A panel of jurors found Chauvin guilty on Tuesday on all three charges in connection with the May 2020 death of George Floyd.
Chauvin, 45, was charged with second-degree unintentional murder, third-degree murder and second-degree manslaughter.
After Hennepin County, Minnesota, Judge Peter Cahill read the jury’s verdict, Chauvin’s bail was immediately revoked and he was led away with hands cuffed behind his back.
The Obamas, in a statement Tuesday, said the jury “did the right thing.”
“For almost a year, George Floyd’s death under the knee of a police officer has reverberated around the world — inspiring murals and marches, sparking conversations in living rooms and new legislation. But a more basic question has always remained: would justice be done?” They said. “In this case, at least, we have our answer. But if we’re being honest with ourselves, we know that true justice is about much more than a single verdict in a single trial.”

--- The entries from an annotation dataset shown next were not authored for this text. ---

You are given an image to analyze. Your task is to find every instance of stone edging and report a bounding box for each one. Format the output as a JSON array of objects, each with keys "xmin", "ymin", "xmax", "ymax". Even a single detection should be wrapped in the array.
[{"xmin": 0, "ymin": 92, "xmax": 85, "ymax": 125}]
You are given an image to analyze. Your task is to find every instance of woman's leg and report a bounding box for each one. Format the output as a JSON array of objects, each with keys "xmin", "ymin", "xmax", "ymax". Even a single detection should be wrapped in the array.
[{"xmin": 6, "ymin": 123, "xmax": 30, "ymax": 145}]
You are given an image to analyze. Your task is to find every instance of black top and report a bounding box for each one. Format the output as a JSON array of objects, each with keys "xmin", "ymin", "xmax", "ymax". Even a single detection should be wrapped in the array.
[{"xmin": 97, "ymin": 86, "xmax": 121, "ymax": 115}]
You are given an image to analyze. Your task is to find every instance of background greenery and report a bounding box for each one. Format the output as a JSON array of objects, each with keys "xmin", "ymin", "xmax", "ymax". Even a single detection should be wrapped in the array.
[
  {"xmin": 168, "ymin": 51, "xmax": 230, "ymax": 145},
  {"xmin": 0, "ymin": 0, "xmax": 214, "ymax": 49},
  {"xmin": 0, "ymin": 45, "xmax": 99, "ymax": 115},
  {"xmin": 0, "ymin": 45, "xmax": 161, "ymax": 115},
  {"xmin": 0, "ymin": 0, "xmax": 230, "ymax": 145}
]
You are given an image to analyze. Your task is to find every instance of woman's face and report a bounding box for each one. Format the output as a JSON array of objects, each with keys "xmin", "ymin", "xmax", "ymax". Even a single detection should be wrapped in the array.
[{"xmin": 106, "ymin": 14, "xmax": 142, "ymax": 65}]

The Obamas added that “true justice requires that we come to terms with the fact that Black Americans are treated differently, every day.”
“It requires us to recognize that millions of our friends, family, and fellow citizens live in fear that their next encounter with law enforcement could be their last,” they said. “And it requires us to do the sometimes thankless, often difficult, but always necessary work of making the America we know more like the America we believe in.”
Today, a jury did the right thing. But true justice requires much more. Michelle and I send our prayers to the Floyd family, and we stand with all those who are committed to guaranteeing every American the full measure of justice that George and so many others have been denied. pic.twitter.com/mihZQHqACV
— Barack Obama (@BarackObama) April 20, 2021
The former president and first lady said the verdict in the Chauvin trial “may have been a necessary step on the road to progress,” but said it “was far from a sufficient one.”
“We cannot rest. We will need to follow through with the concrete reforms that will reduce and ultimately eliminate racial bias in our criminal justice system,” they said. “We will need to redouble efforts to expand economic opportunity for those communities that have been too long marginalized.”
The Obamas said they send their prayers to the Floyd family “in the hopes that they may find peace.”
“And we stand shoulder-to-shoulder with all those who are committed to guaranteeing every American the full measure of justice that George and so many others have been denied,” they said.